Without doubt, Inoue-Fulton is one of the best fights that can be made in the sport. Not only do these fighters have some of the best nicknames in all of boxing (“The Monster” and “Cool Boy Steph” respectively), neither man has ever tasted defeat. And they’ve got enough world title belts between them to fill a glass cabinet. Inoue has won 7 world titles in three different weight divisions. He was last seen winning the undisputed bantamweight championship of the world in December when he stopped Paul Butler in 11. Fulton, on the other hand currently holds the WBC and WBO junior featherweight titles in his possession.
Inoue, of course, would like to add those belts to his own impressive collection. Having polished off the entire bantamweight division, the 29 year old Japanese fighter is looking forward to bigger things. Philly’s Fulton, however, is no joke.
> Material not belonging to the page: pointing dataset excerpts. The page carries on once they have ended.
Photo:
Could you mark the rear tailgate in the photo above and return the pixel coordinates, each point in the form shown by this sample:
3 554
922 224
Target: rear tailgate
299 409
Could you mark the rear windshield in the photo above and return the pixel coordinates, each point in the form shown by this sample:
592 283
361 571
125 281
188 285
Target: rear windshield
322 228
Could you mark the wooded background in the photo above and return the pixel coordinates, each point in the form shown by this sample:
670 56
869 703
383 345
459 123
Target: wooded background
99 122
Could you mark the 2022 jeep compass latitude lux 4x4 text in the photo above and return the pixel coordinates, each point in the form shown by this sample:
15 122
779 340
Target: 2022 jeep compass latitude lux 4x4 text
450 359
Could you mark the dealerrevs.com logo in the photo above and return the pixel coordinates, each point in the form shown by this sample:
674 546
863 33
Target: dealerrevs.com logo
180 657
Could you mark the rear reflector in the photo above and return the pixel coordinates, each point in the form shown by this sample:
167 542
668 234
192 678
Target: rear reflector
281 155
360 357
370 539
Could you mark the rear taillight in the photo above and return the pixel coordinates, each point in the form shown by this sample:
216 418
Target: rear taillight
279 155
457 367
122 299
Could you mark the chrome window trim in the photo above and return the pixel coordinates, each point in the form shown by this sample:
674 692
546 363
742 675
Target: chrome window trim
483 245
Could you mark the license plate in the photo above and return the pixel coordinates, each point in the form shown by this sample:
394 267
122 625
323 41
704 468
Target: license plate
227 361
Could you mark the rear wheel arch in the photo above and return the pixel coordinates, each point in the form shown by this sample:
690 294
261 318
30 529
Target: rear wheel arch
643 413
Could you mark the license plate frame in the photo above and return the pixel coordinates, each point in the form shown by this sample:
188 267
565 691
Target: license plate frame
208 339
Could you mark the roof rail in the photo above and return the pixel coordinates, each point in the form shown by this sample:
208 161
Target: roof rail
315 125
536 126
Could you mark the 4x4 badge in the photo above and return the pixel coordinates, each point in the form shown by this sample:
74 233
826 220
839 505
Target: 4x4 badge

Last seen in action cruising past Daniel Roman back in the spring, the 29 year old is as sharp as they come in the ring. Fast, accurate, and possessing excellent footwork, Fulton knows how to employ a premier level fight plan and has the confidence and athleticism to carry it out.
Yet Inoue is something different. As Boxing Insider’s 2022 fighter of the year, the man tore through his competition like the star attraction that he is. As I wrote at the time, “in a career that’s lasted a bit over ten years, Japan’s Inoue has become a world titlist in three weight divisions and currently has a resume of twenty-four wins against zero losses. What’s more, all but three of those wins have come within the distance. Inoue, as is quite obvious, can hit. Hard. He also closes the show in wildly impressive fashion.”
Something Futlon, who looks as if he may bravely travel to Inoue’s home country to face the man, might want to keep in mind.